You just can’t fight chemistry. Fingers Of The Sun’s Suzi Allegra and Nathan Brasil discovered that shortly after dissolving their songwriting partnership in The Pseudo Dates. The breakup was a short one, and the duo—and four other members—quickly delved back into the songwriting magic of their previous band. This time around, Fingers up the psychedelic content, though the band’s self-titled debut full-length isn’t reliant on paisley nostalgia, dropping in a love for all things pop. Before the band marks Fingers Of The Sun’s release with a show Saturday, Feb. 12 at Hi-Dive, The A.V. Club spoke with the duo about rekindling that songwriting magic.

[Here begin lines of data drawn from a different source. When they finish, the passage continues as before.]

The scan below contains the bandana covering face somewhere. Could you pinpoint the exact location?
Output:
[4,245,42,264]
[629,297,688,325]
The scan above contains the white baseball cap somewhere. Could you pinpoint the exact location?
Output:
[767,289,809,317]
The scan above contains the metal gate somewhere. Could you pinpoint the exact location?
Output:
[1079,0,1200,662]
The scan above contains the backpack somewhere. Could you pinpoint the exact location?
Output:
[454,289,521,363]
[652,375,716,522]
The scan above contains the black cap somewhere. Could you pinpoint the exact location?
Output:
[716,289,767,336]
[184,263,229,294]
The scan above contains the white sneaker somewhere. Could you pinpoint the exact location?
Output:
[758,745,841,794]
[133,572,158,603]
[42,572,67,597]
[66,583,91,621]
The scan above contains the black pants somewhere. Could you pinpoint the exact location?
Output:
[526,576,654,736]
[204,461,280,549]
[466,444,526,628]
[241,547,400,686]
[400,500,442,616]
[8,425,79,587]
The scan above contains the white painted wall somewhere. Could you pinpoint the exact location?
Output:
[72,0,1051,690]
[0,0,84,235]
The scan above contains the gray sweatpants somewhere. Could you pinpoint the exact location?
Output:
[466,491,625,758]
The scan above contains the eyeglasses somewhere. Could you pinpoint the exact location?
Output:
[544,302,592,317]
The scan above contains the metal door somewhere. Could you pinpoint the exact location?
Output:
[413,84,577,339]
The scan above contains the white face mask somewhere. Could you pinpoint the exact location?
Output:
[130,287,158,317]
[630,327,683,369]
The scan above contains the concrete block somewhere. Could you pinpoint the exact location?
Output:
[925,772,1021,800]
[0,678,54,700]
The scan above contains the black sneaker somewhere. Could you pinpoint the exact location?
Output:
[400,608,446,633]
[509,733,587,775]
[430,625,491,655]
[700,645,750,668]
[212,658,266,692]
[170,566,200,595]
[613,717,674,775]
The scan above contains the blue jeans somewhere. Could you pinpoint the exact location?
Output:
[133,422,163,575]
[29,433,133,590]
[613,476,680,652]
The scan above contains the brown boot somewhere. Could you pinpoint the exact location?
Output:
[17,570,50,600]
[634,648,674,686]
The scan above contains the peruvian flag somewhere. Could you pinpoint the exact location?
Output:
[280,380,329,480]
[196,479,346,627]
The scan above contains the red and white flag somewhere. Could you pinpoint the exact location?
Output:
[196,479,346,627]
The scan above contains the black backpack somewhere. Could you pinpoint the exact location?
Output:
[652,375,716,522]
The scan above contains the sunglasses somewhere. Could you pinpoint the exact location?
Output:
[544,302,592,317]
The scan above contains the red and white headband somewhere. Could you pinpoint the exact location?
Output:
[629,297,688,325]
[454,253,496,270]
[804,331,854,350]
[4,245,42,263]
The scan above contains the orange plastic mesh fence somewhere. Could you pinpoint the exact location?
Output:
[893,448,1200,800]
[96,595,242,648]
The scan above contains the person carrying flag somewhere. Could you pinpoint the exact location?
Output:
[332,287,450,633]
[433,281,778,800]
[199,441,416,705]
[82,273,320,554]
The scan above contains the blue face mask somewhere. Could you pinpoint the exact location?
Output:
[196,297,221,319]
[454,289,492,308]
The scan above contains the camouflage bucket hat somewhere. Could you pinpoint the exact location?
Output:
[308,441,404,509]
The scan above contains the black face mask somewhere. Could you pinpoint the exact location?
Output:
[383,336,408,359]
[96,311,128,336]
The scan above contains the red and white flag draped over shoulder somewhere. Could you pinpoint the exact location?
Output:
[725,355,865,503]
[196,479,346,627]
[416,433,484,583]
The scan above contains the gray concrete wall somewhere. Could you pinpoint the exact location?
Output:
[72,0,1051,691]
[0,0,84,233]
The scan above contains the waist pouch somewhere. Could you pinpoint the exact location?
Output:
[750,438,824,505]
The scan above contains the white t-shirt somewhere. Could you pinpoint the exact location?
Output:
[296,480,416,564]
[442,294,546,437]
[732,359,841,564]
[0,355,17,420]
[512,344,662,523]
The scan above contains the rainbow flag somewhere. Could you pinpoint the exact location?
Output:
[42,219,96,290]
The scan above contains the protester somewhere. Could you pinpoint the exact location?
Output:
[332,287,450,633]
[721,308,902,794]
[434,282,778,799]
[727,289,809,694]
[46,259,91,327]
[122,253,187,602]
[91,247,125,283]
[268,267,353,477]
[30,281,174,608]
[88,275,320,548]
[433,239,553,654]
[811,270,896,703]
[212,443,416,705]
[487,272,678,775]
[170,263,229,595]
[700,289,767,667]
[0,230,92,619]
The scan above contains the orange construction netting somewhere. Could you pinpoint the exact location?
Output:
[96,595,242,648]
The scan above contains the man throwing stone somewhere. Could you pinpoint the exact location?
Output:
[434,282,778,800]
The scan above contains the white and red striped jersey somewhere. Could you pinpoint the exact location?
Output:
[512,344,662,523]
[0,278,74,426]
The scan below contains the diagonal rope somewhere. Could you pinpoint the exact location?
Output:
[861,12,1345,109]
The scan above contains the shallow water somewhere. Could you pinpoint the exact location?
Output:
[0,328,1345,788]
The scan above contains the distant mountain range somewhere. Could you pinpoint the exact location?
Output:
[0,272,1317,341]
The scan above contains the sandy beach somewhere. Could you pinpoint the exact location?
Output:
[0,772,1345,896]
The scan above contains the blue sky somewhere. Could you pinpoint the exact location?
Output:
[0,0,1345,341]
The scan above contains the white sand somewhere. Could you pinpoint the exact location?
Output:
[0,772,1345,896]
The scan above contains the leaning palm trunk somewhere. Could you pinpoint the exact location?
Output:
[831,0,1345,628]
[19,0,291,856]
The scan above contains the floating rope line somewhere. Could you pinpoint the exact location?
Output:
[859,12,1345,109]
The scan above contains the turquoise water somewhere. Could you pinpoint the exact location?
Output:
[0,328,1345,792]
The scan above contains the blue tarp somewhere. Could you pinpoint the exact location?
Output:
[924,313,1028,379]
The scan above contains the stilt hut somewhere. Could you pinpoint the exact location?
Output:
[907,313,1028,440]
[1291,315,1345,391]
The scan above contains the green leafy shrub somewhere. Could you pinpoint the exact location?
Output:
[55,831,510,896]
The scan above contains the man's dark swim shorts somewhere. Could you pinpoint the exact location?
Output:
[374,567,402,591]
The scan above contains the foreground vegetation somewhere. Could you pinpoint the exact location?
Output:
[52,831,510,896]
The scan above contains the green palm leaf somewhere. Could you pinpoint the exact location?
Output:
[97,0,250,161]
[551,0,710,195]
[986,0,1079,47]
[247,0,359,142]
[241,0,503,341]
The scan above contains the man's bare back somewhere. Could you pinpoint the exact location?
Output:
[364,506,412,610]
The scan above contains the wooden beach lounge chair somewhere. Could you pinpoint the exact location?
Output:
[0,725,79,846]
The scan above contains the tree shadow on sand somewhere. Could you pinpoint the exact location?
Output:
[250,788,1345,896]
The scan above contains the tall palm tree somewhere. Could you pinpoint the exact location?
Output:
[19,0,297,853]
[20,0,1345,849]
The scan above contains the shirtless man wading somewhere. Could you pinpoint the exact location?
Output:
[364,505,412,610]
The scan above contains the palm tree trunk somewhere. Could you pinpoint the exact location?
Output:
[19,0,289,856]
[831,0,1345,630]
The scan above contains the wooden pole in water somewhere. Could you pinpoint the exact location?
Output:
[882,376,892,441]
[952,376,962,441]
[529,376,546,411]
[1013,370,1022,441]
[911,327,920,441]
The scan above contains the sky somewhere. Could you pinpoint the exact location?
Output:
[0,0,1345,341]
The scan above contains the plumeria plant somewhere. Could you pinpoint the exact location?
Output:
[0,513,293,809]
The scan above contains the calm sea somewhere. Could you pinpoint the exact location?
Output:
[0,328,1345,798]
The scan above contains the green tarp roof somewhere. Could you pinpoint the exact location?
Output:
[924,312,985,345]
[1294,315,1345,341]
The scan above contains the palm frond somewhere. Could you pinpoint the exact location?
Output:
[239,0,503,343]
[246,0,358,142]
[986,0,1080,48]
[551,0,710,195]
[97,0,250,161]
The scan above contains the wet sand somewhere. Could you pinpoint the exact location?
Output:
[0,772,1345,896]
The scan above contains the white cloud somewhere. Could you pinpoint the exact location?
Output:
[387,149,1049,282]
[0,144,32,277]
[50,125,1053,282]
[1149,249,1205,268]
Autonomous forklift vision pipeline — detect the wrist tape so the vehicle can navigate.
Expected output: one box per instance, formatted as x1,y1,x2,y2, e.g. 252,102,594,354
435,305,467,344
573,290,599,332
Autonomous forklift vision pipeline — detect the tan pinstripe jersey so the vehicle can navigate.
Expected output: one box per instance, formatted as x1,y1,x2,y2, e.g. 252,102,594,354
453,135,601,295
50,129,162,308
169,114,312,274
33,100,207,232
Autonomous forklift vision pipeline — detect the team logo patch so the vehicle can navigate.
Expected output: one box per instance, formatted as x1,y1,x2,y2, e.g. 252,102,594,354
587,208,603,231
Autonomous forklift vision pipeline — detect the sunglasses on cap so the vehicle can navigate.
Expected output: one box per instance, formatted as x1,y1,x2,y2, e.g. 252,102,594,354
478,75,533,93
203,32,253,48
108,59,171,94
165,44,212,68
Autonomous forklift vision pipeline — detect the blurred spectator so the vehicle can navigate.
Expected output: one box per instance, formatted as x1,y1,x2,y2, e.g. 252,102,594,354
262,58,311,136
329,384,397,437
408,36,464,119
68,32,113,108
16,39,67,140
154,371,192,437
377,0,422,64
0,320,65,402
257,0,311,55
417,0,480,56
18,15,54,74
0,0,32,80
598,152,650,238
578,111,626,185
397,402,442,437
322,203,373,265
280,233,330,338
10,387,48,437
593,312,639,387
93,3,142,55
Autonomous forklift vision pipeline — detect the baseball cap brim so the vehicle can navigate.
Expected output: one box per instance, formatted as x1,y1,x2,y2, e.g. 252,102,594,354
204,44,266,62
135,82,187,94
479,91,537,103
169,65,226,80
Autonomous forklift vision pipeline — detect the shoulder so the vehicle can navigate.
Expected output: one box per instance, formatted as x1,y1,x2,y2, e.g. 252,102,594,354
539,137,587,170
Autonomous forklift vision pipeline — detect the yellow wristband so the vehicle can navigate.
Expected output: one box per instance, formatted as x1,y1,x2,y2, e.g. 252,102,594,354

The A.V. Club: Did you know that you wanted to keep working together as soon as you split up The Pseudo Dates?

Nathan Brasil: It became clear, to me anyway, after a couple months.

Suzi Allegra: I think we needed a little break, but in general, I feel like we’ll always write together in whatever project we will do. After a couple months, we got together and had a drink at the Skylark, and said, “Okay, let’s play together!”

AVC: Fingers Of The Sun is obviously heavily influenced by ’60s psychedelic pop, but it isn’t stuck trying to recreate that. Is updating that form high in your mind when you’re writing?

NB: I don’t think so—not for me, not consciously. The bottom line for me, the way I’m approaching it, is I’m trying to write stuff that I like, that I would want to listen to. Then everyone adds their two cents to it.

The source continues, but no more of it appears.